Mi familia siempre ha entendido esto de mí y estuvieron de acuerdo en que mi hermana y yo encontráramos satisfacción en otras áreas. En ambas partes, había algunas tías o tíos que nunca se casaron o reprodujeron, y no lo veían como una medida de felicidad. Cuando mi marido y yo nos casamos, él tenía 40 años, era su segunda vez, y la siguiente generación (y sus hijos) ya estaban encaminados. Reconozco que estar a salvo de la presión familiar es algo raro y tremendo, y lo agradezco.
Para los amigos y extraños que preguntan, solo digo que no quiero. Si presionan más, “¿Los dos serían unos padres increíbles!”, (¡Toma ESO amiga de la infancia!), les digo lo fabulosa tía de Nueva York que soy.
Hago a un lado las acusaciones de egoísmo: el no tener que cuidar a hijos propios hace que mi esposo y yo ofrezcamos nuestra ayuda cuando se necesite. Somos rápidos con un oído escuchador y un coctel frío para los amigos que busquen compañía, prestar dinero y ofrecer nuestro tiempo, que no tendríamos de otra manera, y somos buenos con los adolescentes mal portados y malhumorados. Como le decimos muchas veces a nuestros amigos y familia, podemos no sentirnos a gusto cargando bebés, pero cuando tu hijo llegue a la pubertad y decida que te “odia” y al resto de la humanidad, pásamelos. Les haremos saber lo suertudos que son de tenerlos a ustedes como padres.

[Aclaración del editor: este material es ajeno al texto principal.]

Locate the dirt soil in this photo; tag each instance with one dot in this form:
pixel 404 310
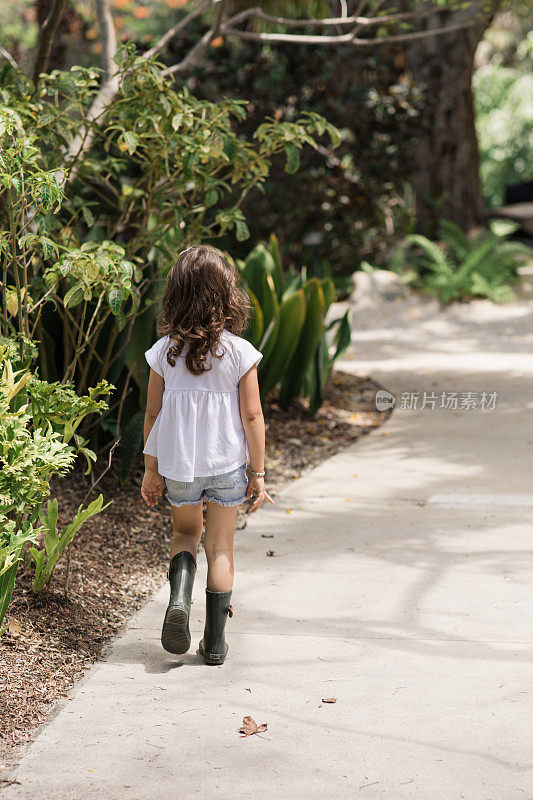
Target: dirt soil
pixel 119 559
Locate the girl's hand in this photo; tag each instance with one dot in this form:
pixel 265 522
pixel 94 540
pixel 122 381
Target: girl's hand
pixel 152 487
pixel 258 485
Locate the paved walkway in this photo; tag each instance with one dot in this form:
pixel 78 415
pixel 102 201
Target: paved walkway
pixel 398 585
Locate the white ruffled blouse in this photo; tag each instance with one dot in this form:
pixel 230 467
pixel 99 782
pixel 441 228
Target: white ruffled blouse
pixel 199 430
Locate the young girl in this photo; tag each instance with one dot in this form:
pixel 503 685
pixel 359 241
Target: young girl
pixel 203 422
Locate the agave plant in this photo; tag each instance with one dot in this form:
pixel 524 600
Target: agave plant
pixel 288 327
pixel 459 267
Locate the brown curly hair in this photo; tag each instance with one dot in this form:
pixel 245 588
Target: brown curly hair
pixel 201 298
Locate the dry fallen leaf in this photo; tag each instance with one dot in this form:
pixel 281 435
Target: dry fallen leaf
pixel 250 726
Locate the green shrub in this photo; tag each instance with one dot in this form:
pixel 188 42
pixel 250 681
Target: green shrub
pixel 38 439
pixel 504 115
pixel 289 327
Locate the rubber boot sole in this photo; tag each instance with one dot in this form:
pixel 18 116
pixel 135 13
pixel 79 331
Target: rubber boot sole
pixel 212 659
pixel 174 636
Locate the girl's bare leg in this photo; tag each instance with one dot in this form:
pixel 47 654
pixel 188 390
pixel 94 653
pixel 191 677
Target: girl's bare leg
pixel 187 524
pixel 218 546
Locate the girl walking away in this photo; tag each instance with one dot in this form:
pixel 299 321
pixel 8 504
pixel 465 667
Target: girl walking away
pixel 203 423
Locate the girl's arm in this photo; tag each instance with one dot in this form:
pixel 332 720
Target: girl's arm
pixel 254 427
pixel 152 485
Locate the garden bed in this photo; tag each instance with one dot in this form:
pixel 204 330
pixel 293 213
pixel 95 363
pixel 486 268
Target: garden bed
pixel 119 559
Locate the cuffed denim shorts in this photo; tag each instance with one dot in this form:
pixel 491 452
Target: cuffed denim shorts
pixel 228 489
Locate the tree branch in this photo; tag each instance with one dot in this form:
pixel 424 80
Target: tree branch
pixel 46 37
pixel 194 55
pixel 109 39
pixel 345 38
pixel 177 28
pixel 258 13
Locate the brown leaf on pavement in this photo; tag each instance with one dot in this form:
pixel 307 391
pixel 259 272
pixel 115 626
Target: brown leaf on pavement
pixel 250 726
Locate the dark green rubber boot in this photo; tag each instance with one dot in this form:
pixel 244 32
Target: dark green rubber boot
pixel 213 647
pixel 175 636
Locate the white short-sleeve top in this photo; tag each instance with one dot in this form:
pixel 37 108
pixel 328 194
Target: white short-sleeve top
pixel 199 430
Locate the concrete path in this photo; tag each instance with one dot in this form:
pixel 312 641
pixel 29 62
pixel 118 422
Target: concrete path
pixel 398 585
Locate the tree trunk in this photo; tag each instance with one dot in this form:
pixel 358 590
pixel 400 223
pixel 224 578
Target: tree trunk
pixel 446 174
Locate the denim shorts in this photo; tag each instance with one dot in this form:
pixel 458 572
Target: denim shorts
pixel 228 489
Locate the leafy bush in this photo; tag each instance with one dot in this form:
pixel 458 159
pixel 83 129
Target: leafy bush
pixel 504 123
pixel 457 267
pixel 288 326
pixel 89 235
pixel 38 439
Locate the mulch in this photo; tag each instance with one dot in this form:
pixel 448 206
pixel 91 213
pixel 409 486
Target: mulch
pixel 119 558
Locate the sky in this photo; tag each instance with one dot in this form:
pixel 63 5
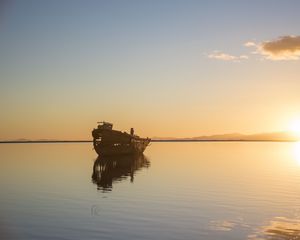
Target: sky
pixel 167 68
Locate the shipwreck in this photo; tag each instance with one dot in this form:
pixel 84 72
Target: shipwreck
pixel 107 141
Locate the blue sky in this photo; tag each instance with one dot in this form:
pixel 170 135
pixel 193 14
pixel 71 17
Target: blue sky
pixel 68 64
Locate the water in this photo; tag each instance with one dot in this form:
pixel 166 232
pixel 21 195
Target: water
pixel 176 191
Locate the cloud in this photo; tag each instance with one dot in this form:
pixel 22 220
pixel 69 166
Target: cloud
pixel 250 44
pixel 282 48
pixel 226 57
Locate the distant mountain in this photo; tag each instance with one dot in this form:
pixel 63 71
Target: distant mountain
pixel 274 136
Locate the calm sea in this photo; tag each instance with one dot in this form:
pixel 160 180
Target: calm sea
pixel 199 190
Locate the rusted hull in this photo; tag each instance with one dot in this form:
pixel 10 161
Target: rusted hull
pixel 134 147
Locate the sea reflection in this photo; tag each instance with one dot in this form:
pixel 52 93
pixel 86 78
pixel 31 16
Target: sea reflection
pixel 107 170
pixel 280 228
pixel 296 152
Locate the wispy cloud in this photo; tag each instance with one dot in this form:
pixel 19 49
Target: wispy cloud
pixel 282 48
pixel 226 57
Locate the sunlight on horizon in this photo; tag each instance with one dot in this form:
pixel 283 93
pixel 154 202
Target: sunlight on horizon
pixel 296 152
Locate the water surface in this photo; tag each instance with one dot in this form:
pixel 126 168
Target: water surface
pixel 200 190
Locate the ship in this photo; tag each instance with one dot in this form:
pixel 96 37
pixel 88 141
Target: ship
pixel 107 141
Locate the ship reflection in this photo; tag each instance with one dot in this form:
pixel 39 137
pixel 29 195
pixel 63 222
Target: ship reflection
pixel 107 170
pixel 280 228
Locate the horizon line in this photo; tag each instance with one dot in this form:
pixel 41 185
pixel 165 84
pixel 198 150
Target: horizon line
pixel 156 140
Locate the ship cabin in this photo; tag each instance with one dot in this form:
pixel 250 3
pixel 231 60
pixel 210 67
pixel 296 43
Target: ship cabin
pixel 105 125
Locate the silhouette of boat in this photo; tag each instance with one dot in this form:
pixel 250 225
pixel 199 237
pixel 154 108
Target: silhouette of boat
pixel 110 169
pixel 112 142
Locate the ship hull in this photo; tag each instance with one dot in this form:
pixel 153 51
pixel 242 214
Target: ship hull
pixel 136 147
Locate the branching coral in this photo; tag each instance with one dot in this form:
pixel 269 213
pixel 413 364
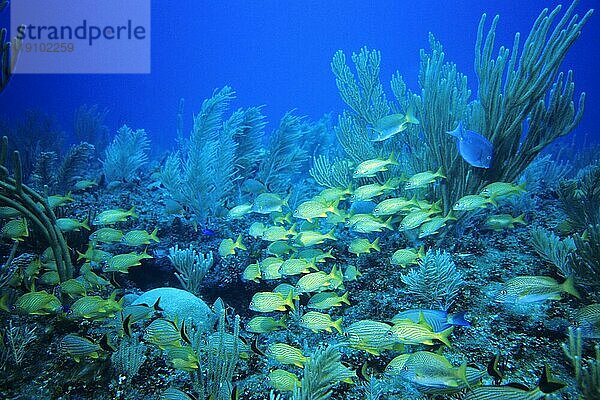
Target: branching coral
pixel 127 153
pixel 285 155
pixel 587 371
pixel 436 281
pixel 586 259
pixel 365 96
pixel 74 166
pixel 88 126
pixel 9 52
pixel 191 267
pixel 557 251
pixel 581 199
pixel 15 194
pixel 331 174
pixel 514 88
pixel 202 174
pixel 322 371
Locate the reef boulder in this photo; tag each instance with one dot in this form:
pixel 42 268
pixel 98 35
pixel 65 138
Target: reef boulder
pixel 181 304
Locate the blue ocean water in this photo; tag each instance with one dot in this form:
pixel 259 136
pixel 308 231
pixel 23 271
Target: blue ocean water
pixel 240 245
pixel 279 54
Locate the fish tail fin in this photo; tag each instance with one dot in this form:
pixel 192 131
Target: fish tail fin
pixel 85 224
pixel 289 300
pixel 569 287
pixel 338 326
pixel 286 200
pixel 546 384
pixel 443 336
pixel 132 213
pixel 344 298
pixel 4 303
pixel 458 319
pixel 520 219
pixel 439 173
pixel 450 216
pixel 388 223
pixel 462 374
pixel 292 231
pixel 330 234
pixel 375 245
pixel 153 235
pixel 492 200
pixel 334 208
pixel 282 320
pixel 238 243
pixel 410 116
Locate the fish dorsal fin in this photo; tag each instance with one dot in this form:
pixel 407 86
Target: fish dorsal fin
pixel 362 372
pixel 255 348
pixel 183 333
pixel 127 325
pixel 105 343
pixel 424 322
pixel 495 369
pixel 546 384
pixel 157 306
pixel 516 385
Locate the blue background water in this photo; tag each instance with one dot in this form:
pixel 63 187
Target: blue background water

Lo que no es tan fácil de quitarme es la seguridad de que una mujer que no soporta a un hijo no es, de alguna manera, una verdadera mujer. Estoy segura de mi decisión pero profundamente decepcionada que una mujer lo ejerza como para calumniarse entre ellas. No tengo derecho a decir qué es lo que una mujer debe enseñarle a su hija, pero espero, desde el fondo de mi corazón, que algunas de estas lecciones sean acerca de la libertad personal, la belleza, de la diferencia y la posibilidad de que una persona pueda estar contenta y completa por sí misma.
Y no estoy sola. En el mundo que me he creado, tengo una carrera que adoro y amigos que llenan mi cabeza, corazón y horas del día. Ellos están en varias etapas de estar en pareja y de soltería, de estar sin niños, y cada una ilumina mi mundo de una manera diferente. Hacen que mi corazón sea más grande, fuerte y mejor.
En mi casa está mi familia: el marido a quien le digo todos los días que es mi persona favorita en la Tierra (me aseguré en nuestra segunda cita de que tampoco quería hijos, de otra manera no hubiera habido una tercera), un conejo y nuestros dos perros. No son nuestros hijos, como lo son para muchas personas, pero son nuestras cargas, y nos alborotamos y los echamos a perder como es debido.
Tengo todo lo que quiero.
Las opiniones recogidas en este texto pertenecen exclusivamente a Kat Kinsman.